Она моргнула, будто пыталась отогнать от себя какие-то мысли. Наверняка надумала себе что-нибудь такого, чего и в помине нет. Вообразила, что он решил строить из себя рыцаря в сияющих доспехах. Да ничего подобного. Ради чего стараться? Ради вот такого?
Вместо благодарности он получает кучу расспросов и взгляды, полные откровенного подозрения. Она готова его чёрт знает в чём обвинить вместо того чтобы просто сказать спасибо.
В первые и последний раз он лезет в её дела. Себе дороже.
— Ты вот так запросто сорвался в город, чтобы я реветь перестала, — в её голосе не было вопросительных ноток. — Такое у тебя объяснение.

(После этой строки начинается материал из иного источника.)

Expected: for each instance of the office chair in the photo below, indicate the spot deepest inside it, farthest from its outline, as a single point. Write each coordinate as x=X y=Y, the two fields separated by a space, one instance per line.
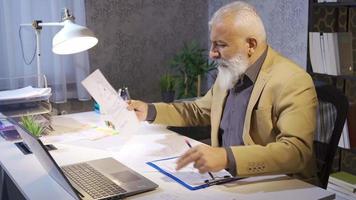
x=331 y=116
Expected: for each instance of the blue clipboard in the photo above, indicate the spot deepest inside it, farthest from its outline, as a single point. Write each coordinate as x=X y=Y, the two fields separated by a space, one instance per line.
x=205 y=183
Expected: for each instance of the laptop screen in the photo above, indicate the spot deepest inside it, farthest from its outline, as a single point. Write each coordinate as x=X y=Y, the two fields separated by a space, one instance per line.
x=46 y=160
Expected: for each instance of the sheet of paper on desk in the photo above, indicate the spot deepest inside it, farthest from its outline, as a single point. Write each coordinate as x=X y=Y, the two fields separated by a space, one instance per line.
x=112 y=107
x=26 y=92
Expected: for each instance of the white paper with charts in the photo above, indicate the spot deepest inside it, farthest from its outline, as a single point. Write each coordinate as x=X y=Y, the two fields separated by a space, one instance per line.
x=112 y=107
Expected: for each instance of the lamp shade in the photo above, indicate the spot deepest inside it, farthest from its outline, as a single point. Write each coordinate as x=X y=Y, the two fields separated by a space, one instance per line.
x=73 y=38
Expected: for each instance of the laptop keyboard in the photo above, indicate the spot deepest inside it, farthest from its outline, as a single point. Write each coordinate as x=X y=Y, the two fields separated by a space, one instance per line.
x=92 y=181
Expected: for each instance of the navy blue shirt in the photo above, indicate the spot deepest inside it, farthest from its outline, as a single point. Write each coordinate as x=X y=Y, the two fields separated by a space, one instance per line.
x=233 y=117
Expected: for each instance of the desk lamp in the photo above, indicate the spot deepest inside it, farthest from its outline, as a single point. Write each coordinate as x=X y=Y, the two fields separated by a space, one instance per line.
x=72 y=38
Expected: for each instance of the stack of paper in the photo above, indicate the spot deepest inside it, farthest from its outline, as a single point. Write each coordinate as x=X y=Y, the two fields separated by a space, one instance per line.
x=24 y=93
x=112 y=107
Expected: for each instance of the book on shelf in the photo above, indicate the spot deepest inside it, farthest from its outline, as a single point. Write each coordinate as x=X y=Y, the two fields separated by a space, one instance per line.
x=351 y=118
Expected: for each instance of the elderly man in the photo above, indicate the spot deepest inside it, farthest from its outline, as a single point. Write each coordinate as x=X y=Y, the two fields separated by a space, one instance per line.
x=262 y=107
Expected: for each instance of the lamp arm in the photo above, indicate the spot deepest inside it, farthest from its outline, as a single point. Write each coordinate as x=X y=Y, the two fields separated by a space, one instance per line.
x=37 y=25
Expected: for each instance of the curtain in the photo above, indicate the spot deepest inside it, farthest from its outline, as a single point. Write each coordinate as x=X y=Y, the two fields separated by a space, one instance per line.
x=64 y=72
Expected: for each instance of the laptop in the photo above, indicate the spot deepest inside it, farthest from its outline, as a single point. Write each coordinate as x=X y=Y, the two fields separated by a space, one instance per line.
x=104 y=178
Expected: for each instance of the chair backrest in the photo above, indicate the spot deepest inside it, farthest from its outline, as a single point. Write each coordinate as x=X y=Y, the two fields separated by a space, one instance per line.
x=332 y=112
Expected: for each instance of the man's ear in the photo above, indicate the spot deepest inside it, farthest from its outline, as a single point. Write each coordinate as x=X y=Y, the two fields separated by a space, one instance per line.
x=252 y=45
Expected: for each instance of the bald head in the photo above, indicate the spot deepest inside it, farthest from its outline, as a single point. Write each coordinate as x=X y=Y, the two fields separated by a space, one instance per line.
x=242 y=17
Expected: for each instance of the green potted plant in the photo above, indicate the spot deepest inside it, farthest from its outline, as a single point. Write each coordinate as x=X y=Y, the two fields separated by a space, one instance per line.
x=29 y=122
x=191 y=63
x=167 y=85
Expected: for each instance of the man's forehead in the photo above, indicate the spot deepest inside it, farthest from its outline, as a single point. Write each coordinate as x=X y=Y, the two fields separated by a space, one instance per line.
x=222 y=29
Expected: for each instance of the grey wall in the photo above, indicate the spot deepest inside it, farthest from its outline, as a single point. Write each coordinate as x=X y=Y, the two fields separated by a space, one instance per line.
x=138 y=37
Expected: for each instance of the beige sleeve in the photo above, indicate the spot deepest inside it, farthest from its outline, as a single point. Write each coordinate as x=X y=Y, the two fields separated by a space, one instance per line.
x=295 y=109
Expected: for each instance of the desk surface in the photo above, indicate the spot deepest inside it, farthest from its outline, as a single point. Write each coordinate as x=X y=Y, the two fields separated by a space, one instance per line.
x=151 y=142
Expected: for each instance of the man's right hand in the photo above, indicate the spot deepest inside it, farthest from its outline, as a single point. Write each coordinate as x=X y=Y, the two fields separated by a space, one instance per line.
x=139 y=107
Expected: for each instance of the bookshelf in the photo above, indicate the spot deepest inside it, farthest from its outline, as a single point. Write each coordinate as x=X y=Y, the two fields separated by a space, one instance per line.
x=331 y=17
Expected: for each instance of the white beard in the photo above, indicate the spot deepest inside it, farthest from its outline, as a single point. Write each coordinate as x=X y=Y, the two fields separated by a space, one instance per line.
x=230 y=71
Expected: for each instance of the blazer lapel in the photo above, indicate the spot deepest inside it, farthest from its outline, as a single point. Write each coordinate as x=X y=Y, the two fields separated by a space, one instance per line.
x=255 y=95
x=260 y=83
x=218 y=106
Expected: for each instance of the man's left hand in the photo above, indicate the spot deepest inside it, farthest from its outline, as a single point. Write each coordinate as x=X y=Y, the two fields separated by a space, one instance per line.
x=205 y=158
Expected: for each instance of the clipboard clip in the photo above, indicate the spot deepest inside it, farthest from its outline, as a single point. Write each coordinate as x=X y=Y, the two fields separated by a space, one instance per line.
x=221 y=180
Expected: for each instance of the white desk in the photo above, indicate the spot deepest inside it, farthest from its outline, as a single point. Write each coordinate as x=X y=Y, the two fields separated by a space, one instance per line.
x=150 y=143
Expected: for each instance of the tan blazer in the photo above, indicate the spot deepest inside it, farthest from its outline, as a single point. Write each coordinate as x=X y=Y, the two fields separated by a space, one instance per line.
x=279 y=124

— Да я вообще ничего не обязан тебе объяснять, — он кивнул на письмо. — Я отдал тебе бумажку, а ты делай с ней что угодно. Не мои заботы.
— Ну да. Вообще-то мои — неожиданно тихо отозвалась она. — Мне ведь теперь с этим преподавателем дело иметь. Понимаешь? Он заведующий кафедры.
— Ага, — внутри всколыхнулся настоящий гнев. — То есть я тебе таким образом, хочешь сказать, медвежью слугу оказал. Лучше было оставить всё как есть. Ну, прокатили тебя с твоими курсами, и чёрт с ним. Так, что ли?
— Я… не знаю, как тебе следовало поступить, — Митина неловко переступила с ноги на ногу. — Потому что я и помыслить не могла, что ты поедешь… что ты помогать мне поедешь.
Гнев внезапно и совершенно непонятным образом поутих.
Она выглядела искренне растерянной.
Она искренне не понимала, почему.
Да как можно быть такой недогадливой? Как можно не сообразить?
— Неужели это настолько нереальный сценарий развития событий? — неожиданно севшим голосом отозвался он.
— Для меня — да. Громов, ты же меня не выносишь. Мы с тобой постоянно ругаемся. Мы даже притвориться ради дела не можем. И ты… ты вечно меня шпыняешь, вечно норовишь подколоть, вывести из себя, а потом вдруг берёшь и творишь… вот такое. Я ей-богу, не соображу, как это понимать.
Глупая.
— Как это понимать? — его пульс учащается. — А ты хочешь понять?
— Очень хочу, — она смотрит на него открыто, безо всяких намёков на лукавство.
Ответ оригинальностью её не порадует. Но плевать. Зато он будет честным.
— Объяснять слишком долго, — он делает шаг ей навстречу.
Она не отстраняется. Ничего не понимает.
Она мешкает и теряет все шансы избежать его объяснений.
Его рука взмывает вверх, ложится ей на затылок. Вторая ладонь обхватывает за талию.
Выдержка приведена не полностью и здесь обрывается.